Maighdin lachte bitter in haar witte mantelkap. ‘Jij neemt aan dat we nog iets te kiezen hebben. Dat hebben we niet. Je behoort iets meer te weten van geen keus te hebben. Die vrouw heeft ons niet uitgekozen omdat we een vurige aard hebben.’ Ze vloekte er bijna bij. ‘Ik wed dat elke andere knecht of meid van Sevanna dezelfde opdracht van Therava heeft gekregen. Als we één woord weglaten van wat we hebben opgevangen, kun je er zeker van zijn dat ze dat te horen krijgt.’

‘Misschien heb je gelijk,’ gaf Alliandre even later toe. ‘Maar spreek me op die manier niet meer aan, Maighdin. Onze omstandigheden vormen een beproeving, om het maar zo te stellen, maar je dient eraan te denken wie ik ben.’

‘Tot we ontsnappen,’ gaf Maighdin terug, ‘ben je Sevanna’s dienstmeid. Als je niet elke tel aan jezelf denkt als een meid, kun je jezelf maar beter aan dat spit rijgen. En dan kun je maar beter ook wat ruimte voor ons over laten, want je zult ons met je meesleuren.’ Alliandres kap verborg haar gezicht, maar met ieder woord verstrakte haar rug. Ze was niet dom en wist hoe ze moest doen wat gedaan diende te worden, maar ze bezat de luimen van een koningin wanneer ze zich niet beheerste.

Faile sprak voor Alliandre kon ontploffen. ‘Tot het ons lukt om weg te komen, zijn we allemaal dienstmeiden,’ zei ze ferm. Licht, het laatste wat ze kon gebruiken was dat deze twee gingen kijven. ‘Maar je biedt nu wel je verontschuldigingen aan, Maighdin.’ Met afgewend hoofd mompelde haar dienstmeid iets wat daarop leek, en ditmaal liet Faile het erbij. ‘Wat jou betreft, Alliandre, ik reken erop dat je een goede dienstmaagd zult zijn.’ Alliandre maakte een geluid, half een protest, maar Faile overstemde het. ‘Als we enige kans op ontsnapping willen hebben, moeten we doen wat ons gezegd wordt, hard werken en zo min mogelijk aandacht trekken.’ Alsof ze al niet alle aandacht van deze Shaidowereld hadden getrokken. ‘We vertellen Therava over elk kuchje en elke niesbui van Sevanna. Ik weet niet wat Sevanna zal doen als ze dit hoort, maar ik neem aan dat we ons allemaal kunnen voorstellen wat Therava ons zal aandoen als we haar ongenoegen wekken.’

Dat volstond om allen tot zwijgen te brengen. Ze konden zich zeker voorstellen waartoe Therava in staat was en hen doden was misschien niet eens het ergste.

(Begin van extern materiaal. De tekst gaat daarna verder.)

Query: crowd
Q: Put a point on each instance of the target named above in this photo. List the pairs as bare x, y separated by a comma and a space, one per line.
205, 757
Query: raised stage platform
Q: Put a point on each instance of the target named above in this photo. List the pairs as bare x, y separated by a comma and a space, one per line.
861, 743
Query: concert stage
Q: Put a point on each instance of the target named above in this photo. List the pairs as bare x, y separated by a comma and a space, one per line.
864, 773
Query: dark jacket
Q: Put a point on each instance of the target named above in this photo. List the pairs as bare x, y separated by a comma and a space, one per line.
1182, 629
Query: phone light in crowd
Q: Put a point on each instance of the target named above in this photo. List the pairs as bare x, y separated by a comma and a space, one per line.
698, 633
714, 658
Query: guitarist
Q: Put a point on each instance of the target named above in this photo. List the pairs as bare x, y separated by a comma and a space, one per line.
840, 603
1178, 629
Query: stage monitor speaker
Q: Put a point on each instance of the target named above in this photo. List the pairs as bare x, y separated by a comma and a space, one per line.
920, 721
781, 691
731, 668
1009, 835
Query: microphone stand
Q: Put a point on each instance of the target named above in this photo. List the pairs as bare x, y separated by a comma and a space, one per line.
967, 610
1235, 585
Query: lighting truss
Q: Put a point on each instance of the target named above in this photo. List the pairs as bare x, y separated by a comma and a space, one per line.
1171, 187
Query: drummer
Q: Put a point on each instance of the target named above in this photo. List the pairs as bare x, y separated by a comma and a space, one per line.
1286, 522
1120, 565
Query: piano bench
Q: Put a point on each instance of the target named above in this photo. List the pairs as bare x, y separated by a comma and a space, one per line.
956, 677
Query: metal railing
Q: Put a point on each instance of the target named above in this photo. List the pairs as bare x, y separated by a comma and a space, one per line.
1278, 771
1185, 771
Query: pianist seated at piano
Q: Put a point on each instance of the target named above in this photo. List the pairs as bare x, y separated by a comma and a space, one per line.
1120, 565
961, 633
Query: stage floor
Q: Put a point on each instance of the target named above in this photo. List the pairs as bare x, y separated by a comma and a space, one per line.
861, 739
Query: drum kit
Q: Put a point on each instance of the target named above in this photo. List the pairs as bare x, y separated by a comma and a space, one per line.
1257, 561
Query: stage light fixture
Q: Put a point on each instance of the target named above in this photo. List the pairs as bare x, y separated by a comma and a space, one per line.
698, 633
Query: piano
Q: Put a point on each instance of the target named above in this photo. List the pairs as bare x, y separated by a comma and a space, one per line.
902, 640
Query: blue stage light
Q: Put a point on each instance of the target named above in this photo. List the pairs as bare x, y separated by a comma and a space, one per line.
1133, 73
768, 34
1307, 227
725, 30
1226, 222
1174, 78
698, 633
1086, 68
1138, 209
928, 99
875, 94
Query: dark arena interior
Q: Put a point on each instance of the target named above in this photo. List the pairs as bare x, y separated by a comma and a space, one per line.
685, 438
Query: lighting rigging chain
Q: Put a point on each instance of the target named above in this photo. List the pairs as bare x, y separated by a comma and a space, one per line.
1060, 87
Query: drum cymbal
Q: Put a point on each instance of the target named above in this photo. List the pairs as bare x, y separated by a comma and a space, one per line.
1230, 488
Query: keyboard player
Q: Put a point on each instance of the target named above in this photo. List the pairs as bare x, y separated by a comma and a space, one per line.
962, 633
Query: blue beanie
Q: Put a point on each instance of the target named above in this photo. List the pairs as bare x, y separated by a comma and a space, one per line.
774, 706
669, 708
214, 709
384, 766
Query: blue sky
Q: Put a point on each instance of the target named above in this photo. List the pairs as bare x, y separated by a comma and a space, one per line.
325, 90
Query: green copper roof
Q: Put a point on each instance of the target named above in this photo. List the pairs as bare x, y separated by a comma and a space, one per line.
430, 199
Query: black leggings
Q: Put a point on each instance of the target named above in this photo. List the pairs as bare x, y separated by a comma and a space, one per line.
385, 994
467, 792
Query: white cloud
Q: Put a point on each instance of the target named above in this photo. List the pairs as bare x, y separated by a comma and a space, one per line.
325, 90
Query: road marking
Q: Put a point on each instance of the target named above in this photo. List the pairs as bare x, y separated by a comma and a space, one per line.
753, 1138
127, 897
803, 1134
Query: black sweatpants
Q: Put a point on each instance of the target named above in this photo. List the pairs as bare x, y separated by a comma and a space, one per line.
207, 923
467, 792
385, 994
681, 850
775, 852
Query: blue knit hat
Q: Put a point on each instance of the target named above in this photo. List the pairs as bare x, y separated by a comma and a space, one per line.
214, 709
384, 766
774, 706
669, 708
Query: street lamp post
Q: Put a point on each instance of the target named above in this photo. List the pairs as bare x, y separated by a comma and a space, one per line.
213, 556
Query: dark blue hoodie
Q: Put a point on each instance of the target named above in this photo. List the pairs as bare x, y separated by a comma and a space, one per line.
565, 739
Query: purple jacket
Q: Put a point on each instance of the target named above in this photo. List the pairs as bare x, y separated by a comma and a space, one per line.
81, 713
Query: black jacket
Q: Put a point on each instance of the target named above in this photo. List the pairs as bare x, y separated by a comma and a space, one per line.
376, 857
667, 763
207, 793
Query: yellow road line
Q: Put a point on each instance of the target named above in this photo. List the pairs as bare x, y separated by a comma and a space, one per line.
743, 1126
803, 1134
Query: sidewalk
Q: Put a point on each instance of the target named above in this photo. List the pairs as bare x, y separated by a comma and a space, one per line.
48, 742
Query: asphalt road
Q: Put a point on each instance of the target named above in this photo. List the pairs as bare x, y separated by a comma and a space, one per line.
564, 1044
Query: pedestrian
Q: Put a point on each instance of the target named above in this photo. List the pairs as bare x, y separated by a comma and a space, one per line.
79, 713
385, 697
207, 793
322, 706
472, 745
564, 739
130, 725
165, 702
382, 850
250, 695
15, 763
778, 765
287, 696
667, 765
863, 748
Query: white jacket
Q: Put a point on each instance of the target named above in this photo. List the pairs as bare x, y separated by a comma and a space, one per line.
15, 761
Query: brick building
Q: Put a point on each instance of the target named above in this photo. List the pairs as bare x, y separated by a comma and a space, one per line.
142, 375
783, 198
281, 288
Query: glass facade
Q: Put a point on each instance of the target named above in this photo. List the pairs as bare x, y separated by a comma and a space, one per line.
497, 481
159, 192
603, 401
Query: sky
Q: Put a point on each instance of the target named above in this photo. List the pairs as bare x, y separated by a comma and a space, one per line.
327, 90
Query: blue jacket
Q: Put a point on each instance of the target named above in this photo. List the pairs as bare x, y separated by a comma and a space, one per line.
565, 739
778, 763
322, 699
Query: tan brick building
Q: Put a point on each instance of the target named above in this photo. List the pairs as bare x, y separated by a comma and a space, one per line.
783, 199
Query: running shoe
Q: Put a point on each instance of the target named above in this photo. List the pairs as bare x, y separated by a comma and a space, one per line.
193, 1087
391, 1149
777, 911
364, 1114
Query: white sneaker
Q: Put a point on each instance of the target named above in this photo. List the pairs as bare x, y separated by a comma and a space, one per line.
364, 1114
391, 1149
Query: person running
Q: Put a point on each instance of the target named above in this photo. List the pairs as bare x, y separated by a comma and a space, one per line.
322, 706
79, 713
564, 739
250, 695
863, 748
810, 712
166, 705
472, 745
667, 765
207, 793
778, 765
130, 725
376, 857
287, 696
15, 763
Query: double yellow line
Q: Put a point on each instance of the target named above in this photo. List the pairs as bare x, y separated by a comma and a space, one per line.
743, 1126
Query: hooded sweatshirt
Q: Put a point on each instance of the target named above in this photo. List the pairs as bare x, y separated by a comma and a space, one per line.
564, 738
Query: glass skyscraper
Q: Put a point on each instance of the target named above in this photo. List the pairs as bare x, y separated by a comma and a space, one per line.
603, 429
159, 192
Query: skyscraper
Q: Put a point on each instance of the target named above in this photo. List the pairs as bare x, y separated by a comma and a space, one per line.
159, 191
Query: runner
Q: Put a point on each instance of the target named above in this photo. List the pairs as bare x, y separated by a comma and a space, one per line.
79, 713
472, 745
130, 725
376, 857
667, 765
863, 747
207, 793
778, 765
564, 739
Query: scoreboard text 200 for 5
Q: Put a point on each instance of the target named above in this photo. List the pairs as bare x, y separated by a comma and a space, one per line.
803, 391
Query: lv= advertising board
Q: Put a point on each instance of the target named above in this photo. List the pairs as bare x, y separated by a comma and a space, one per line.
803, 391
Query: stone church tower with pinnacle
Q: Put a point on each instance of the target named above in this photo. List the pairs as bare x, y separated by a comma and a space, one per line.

Tegen de middag verminderde de sneeuwbui tot wat spaarzame naar beneden dwarrelende vlokken. Donkere voortjagende wolken verborgen nog steeds de zon, maar Faile concludeerde dat het bijna middag moest zijn, omdat ze opnieuw voedsel kregen. Niemand bleef staan, maar honderden gai’shain baanden zich een pad door de colonne met manden en tassen vol brood en gedroogd vlees en waterzakken die ditmaal water bevatten dat zo koud was dat haar tanden er pijn van deden. Vreemd genoeg had ze niet meer honger dan uren lopen in de sneeuw kon veroorzaken. Perijn had een keer Heling ondergaan en was toen twee dagen lang uitgehongerd geweest. Misschien kwam dat omdat haar verwondingen veel minder waren dan die van hem. Ze zag dat Alliandre en Maighdin niet meer aten dan zij.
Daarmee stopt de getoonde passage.